Der Landkreis möchte in Zukunft auf seinen Wertstoffhöfen auch Sammelstellen für Bioabfälle anbieten, also für Speisereste - oder "organische Küchenabfälle ... aus Haushaltungen", wie es in der entsprechenden Satzung heißt, deren Änderung der Umweltausschuss am Montag guthieß. Damit dürfte sie in der Kreistagssitzung am 8. Dezember ebenfalls durchgehen.

Beim Probebetrieb in Kümmersbruck, Hahnbach und Ammerthal wurde das neue System gut angenommen, erzählte Robert Graf, der Leiter des Amtes für Abfallwirtschaft, in der Sitzung: "Da haben wir bisher nur Lob bekommen." Zunächst wurden in den drei Gemeinden alle Bürger per Postwurfsendung informiert, dass sie ihre Speisereste auf freiwilliger Basis im Wertstoffhof entsorgen können. Wer das wollte, bekam dort einen Bio-Abfallbeutel und einen eimerartigen Behälter, in dem die Speisereste zu Hause gesammelt wurden.

Keine Geruchsbelästigung

Im Wertstoffhof kamen die Beutel in einen geschlossenen Behälter, damit dort keine Geruchsbelästigung entstand. Laut Graf überlegte man auch, bei der Umsetzung im Großformat die Speisereste mit in die Container für die Grün- und Gartenabfälle zu geben, aber das sei nicht erlaubt - "unterschiedliche Fraktionen" in der Sprache der Abfallverwerter.

"Und was passiert hinterher mit den Küchenabfällen?", wollte Veronika Frenzel (SPD) wissen. Sie werden von der Firma, die die Ausschreibung gewinnt, aus den Wertstoffhöfen abgeholt und dann kompostiert, erläuterte Graf. Der Landkreis habe ja vor einigen Jahren selbst mal überlegt, mit den gesammelten organischen Reststoffen eine Biomasse-Anlage zu betreiben, aber das sei nicht umsetzbar gewesen. "Es ist nicht wirtschaftlich", fasste Reisinger das Ergebnis der damaligen Berechnungen zusammen. Laut Graf gibt es deshalb in der ganzen Oberpfalz keine Bio-Vergärungsanlage.

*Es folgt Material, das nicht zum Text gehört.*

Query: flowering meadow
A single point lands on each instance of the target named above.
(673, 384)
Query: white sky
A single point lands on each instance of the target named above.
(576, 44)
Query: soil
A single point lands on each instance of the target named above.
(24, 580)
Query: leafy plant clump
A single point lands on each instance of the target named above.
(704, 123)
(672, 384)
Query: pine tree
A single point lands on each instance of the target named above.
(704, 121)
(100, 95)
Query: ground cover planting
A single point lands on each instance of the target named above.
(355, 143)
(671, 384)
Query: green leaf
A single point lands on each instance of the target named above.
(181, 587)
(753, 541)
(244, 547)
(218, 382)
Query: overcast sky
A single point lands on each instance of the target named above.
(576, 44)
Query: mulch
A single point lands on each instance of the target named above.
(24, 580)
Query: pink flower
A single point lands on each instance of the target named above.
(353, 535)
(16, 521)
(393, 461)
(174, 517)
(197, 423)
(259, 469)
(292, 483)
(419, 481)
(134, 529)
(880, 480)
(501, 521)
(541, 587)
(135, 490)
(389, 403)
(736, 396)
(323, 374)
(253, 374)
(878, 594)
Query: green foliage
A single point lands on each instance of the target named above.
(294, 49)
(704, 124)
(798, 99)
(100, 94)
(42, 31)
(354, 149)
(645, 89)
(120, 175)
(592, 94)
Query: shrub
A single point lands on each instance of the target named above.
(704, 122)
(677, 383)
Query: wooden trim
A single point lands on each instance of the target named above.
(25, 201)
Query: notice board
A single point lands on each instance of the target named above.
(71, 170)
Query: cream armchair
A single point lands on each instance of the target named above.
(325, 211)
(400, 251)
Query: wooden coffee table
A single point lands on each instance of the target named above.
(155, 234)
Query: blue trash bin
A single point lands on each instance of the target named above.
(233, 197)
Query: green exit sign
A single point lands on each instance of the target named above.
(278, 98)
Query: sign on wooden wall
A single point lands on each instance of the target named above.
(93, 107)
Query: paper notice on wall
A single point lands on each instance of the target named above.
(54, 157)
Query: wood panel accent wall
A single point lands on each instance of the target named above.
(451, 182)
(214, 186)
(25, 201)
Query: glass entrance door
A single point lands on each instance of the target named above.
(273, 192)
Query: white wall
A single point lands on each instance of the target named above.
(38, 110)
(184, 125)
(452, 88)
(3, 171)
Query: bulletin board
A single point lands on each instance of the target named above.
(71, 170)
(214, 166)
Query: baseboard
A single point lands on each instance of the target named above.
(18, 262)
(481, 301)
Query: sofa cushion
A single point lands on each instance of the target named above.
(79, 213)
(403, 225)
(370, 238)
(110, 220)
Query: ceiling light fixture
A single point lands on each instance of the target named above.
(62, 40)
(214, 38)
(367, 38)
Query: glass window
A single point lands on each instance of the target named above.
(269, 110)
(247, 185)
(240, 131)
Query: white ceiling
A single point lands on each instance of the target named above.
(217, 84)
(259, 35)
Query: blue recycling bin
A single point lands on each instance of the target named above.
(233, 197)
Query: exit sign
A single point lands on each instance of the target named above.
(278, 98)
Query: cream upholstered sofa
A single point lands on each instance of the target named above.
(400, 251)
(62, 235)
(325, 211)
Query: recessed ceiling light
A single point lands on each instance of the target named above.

Jedenfalls kompostiere die Entsorgungsfirma die Speisereste auf ihrer eigenen Anlage und könne den Kompost dann verkaufen, etwa an Landwirte, die ihn auf dem Acker aufbringen, zeigte Graf den weiteren Weg auf. Dabei macht aber keineswegs nur die Firma ein Geschäft, wie Veronika Frenzel befürchtete, sondern auch der Landkreis bekommt seinen Anteil, meist in Form einer Gutschrift. Das stabilisiere dann die Müllgebühren, verdeutlichte Graf. Die werden derzeit ohnehin neu kalkuliert, dürften sich aber laut Landrat Reisinger auch 2015 weiter in der bisherigen Höhe bewegen.

Nur für Privatleute

Speisereste im eigenen Sammelbehälter, das entlaste zudem die Restmülltonne, nannte Reisinger einen weiteren Vorteil des vorgeschlagenen Verfahrens. "Dürfen auch Großküchen und Wirtshäuser anliefern?", fragte Yvonne Rösel (Grüne). Dürfen sie nicht. Die Wertstoffhöfe sind nur auf Privatleute und nur auf haushaltsübliche Mengen ausgelegt.